Zu Unrecht beschwert sich der beklagte Verein darüber, daß der Besitzesbegriff des § 309 ABGB. vom Berufungsgerichte hier nicht herangezogen wurde. Der Oberste Gerichtshof hat in seiner Entscheidung SZ. XVII 121 ausdrücklich erkannt, daß unter dem Begriff "Besitzer" nicht bloß ein Besitzer im Sinne des § 309 ABGB. verstanden wird, und dies mit den Materialien zur dritten Teilnovelle begrundet, die über den Begriff der verantwortlichen Person mehr Aufschluß geben, wonach als verantwortliche Person nicht ohne weiteres der Eigentümer, auch nicht jeder Inhaber oder vorübergehende Besitzer der Liegenschaft, sondern folgerichtig nur derjenige gelten könne, der in der Lage ist, durch die erforderlichen Vorkehrungen die Gefahr rechtzeitig abzuwenden, was sich ohne Kasuistik am besten kurz dahin zusammenfassen lasse, daß "der Besitzer des Werkes" zu haften habe. Es soll also keinen Unterschied bedeuten, ob er das Werk auf Grund eines dinglichen oder obligatorischen Rechtes an Grund und Boden besitzt. Der Oberste Gerichtshof sieht sich nicht veranlaßt, von dieser Rechtsmeinung abzugehen. Es ist daher dem Berufungsgerichte beizupflichten, daß der beklagte Verein dann als Besitzer anzusehen wäre, wenn festgestellt würde, daß er oder sein Rechtsvorgänger (Sektion M.) den Steg errichtete und in der Folge die Betreuung des weiter dem Verkehr offenstehenden Steges faktisch übernommen hätte.

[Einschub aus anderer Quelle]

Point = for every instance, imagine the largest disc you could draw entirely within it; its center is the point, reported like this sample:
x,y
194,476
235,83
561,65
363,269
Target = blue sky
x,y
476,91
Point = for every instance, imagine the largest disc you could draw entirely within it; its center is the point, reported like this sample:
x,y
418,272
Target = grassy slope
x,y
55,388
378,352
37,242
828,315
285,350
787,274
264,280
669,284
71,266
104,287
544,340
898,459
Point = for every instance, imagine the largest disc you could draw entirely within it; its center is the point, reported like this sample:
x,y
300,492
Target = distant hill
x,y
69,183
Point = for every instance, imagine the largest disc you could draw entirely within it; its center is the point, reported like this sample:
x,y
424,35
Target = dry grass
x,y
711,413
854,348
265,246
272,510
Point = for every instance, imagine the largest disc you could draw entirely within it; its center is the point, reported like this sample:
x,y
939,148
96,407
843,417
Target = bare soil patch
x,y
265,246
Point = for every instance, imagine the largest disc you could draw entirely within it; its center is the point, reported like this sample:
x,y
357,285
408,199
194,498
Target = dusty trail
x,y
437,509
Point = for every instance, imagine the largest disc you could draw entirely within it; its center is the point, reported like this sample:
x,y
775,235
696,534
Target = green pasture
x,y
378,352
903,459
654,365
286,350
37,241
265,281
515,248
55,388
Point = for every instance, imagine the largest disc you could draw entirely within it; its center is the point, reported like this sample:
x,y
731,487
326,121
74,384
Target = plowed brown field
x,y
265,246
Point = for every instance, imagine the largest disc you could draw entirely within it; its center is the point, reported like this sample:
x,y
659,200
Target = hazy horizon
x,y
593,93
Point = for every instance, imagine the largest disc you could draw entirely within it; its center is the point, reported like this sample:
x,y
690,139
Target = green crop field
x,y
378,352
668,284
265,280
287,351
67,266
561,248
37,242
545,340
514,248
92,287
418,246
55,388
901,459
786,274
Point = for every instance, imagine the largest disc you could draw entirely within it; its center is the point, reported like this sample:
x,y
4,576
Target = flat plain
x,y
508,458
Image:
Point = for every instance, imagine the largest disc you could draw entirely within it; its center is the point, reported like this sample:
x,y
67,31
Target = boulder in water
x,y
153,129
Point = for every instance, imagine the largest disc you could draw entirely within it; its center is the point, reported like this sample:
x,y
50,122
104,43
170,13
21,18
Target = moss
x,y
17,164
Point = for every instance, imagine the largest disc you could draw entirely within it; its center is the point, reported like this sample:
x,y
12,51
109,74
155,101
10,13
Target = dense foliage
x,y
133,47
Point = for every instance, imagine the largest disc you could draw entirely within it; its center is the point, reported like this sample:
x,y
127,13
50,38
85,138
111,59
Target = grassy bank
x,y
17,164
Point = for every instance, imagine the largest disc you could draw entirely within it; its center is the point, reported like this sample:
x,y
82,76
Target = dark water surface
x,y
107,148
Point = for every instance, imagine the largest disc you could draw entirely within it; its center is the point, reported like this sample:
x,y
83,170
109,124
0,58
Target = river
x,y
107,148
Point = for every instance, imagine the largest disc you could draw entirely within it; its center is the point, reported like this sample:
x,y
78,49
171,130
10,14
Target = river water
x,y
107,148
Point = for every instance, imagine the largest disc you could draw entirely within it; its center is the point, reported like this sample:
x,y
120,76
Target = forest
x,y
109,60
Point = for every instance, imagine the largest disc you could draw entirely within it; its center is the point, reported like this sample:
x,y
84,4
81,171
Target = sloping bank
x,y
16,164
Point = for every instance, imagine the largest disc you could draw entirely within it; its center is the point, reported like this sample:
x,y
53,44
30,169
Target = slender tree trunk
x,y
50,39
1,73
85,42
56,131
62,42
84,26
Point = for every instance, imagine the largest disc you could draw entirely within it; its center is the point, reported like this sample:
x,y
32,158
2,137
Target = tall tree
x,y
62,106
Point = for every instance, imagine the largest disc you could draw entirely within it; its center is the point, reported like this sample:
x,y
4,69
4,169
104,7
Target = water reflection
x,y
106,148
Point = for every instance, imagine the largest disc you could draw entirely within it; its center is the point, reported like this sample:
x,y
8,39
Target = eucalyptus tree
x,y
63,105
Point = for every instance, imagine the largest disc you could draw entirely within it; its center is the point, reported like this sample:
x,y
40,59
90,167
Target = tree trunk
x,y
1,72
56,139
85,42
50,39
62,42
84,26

Darüber hinaus wird der beklagte Verein vielleicht sogar als Sachbesitzer anzusehen sein, wenn etwa tatsächlich das Holz für den Steg vom Gründeigentümer dem Verein geschenkt worden wäre, der Verein den Steg aus eigenen Mitteln hergestellt und in der Folge in seiner Betreuung, also in seiner Macht und Gewahrsame, behalten hätte.
Der Oberste Gerichtshof verlangt aber von einem solchen Besitzer, damit seine Haftung nach § 1319 ABGB. gegeben sei, stets auch eine gewisse Verpflichtung zur Erhaltung des Werkes. Nun hat der beklagte Verein sicherlich keine vertragliche Verpflichtung zur Erhaltung dieses Steges übernommen. Allein der beklagte Verein hat nach den Behauptungen der Klägerinnen den Weg durch die Ötschergräben markiert und hat den Moisenbachsteg aus dem ihm geschenkten Material errichtet, um den Benützern des markierten Weges die Überquerung des Moisenbachgrabens zu erleichtern. Er hat damit diesen Steg dem öffentlichen Verkehr gewidmet und über diesen den Verkehr eröffnet. Er hat dadurch einen tatsächlichen Zustand geschaffen, durch den für Dritte eine Gefahr entstehen kann. Es ist nun ein allgemeiner Rechtsgrundsatz, dessen Ausfluß gerade § 1319 ABGB. ist, daß derjenige, der eine Gefahrenquelle schafft, die notwendigen Vorkehrungen zu treffen hat, um eine Schädigung nach Tunlichkeit abzuwenden. Auch die deutsche Rechtsprechung legt jedem, und zwar ohne Rücksicht darauf, ob ihm das Eigentum an dem Grundstück zusteht oder nicht, der über eine Brücke oder einen Weg den Verkehr eröffnet, eine Verkehrssicherungspflicht auf, deren Verletzung zum Ersatz des dadurch eingetretenen Schadens verpflichtet. Auch dort wird diese Verpflichtung aus § 836 BGB. (der unserem § 1319 ABGB. entspricht) hergeleitet (NJW. 1953 S. 1297; JW. 1913 S. 736; RGZ. 62, 31; JW. 1932 S. 3724 u. a.). Solange also der beklagte Verein den von ihm errichteten Steg dem öffentlichen Verkehr geöffnet hält, trifft ihn eine Erhaltungspflicht. Will oder kann er dieser Pflicht nicht mehr nachkommen, hat er die Brücke abzutragen oder auf eine geeignete Weise so zu sperren, daß sie für den Verkehr nicht mehr zugänglich ist. Dies wäre im vorliegenden Fall um so eher möglich gewesen, als der beklagte Verein behauptet, daß der Graben auch auf andere Weise als durch Begehung des Steges überquert werden könne. Hat er dies unterlassen und treffen die sonstigen Behauptungen zu, würde der Verein grundsätzlich haften.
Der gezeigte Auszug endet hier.